Why are Sphinx forward messages not used in Lightning's onion packets?

Question

It is useful to send some additional information with a payment in LN. For example, spontaneous payments in LND send a payment_preimage to the destination of a payment. LND uses a non-trivial EOB format to try and encode this information into the hops_data. The hops_data must be a fixed size to prevent intermediary nodes knowing where they are in a route, which limits the size of information which can be forwarded.

The Sphinx protocol on which LN's onion routing is based already supports forwarding encrypted messages as a separate field. The notation (M,δ) is used for an onion message, where the M corresponds to the onion_packet format in BOLT4. δ is the encrypted payload, which can be of arbitrary size, and is not used.

Would it not make more sense to utilize this message forwarding rather than trying to overcomplicate the protocol with the EOB format, which gains us a trivial number of bytes?

I can see that arbitrary size may be an issue for an attacker monitoring traffic flows. Perhaps δ can be made a fixed size and padded such that each update_add_htlc_with_payload remains a fixed size. We could potentially transfer larger and more useful information to the destination (in particular, I would like to be able to embed a refund invoice in the payment).

Are there any other issues with forwarding a separate encrypted payload which I'm unaware of?

Answer 1

Questions like these are always leading to an opinionated response and are a little bit tough to answer. I will give it a shot though.

First of all I think youelf already answered your question to an important degree. Forwarding messages via the SPHINX protocol yield the possibility of message length attacks.

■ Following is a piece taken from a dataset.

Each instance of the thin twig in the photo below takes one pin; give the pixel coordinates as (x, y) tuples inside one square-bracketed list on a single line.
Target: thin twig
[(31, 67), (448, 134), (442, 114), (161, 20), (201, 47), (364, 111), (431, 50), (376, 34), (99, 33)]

I think Another reason was the goal to be simple in the beginning. I know there is a lot of discussion to extend onion routing to HORNET which would create a connection oriented encrypted communication layer on top of the lightning network and routing protocol. This obviously yield some advantages but also complexity and possibilities to introduce exploits. Let us remember that sphinx mix format was created to send and receive messages / emails and we "abuse" it for lightning. So I guess we liked at the core feature we needed.

I think the main reason for using the EOB field in spontaneous payments is that it was easy to implement this in the current system without too many changes. But to be sure roasbeef might give the exact reason.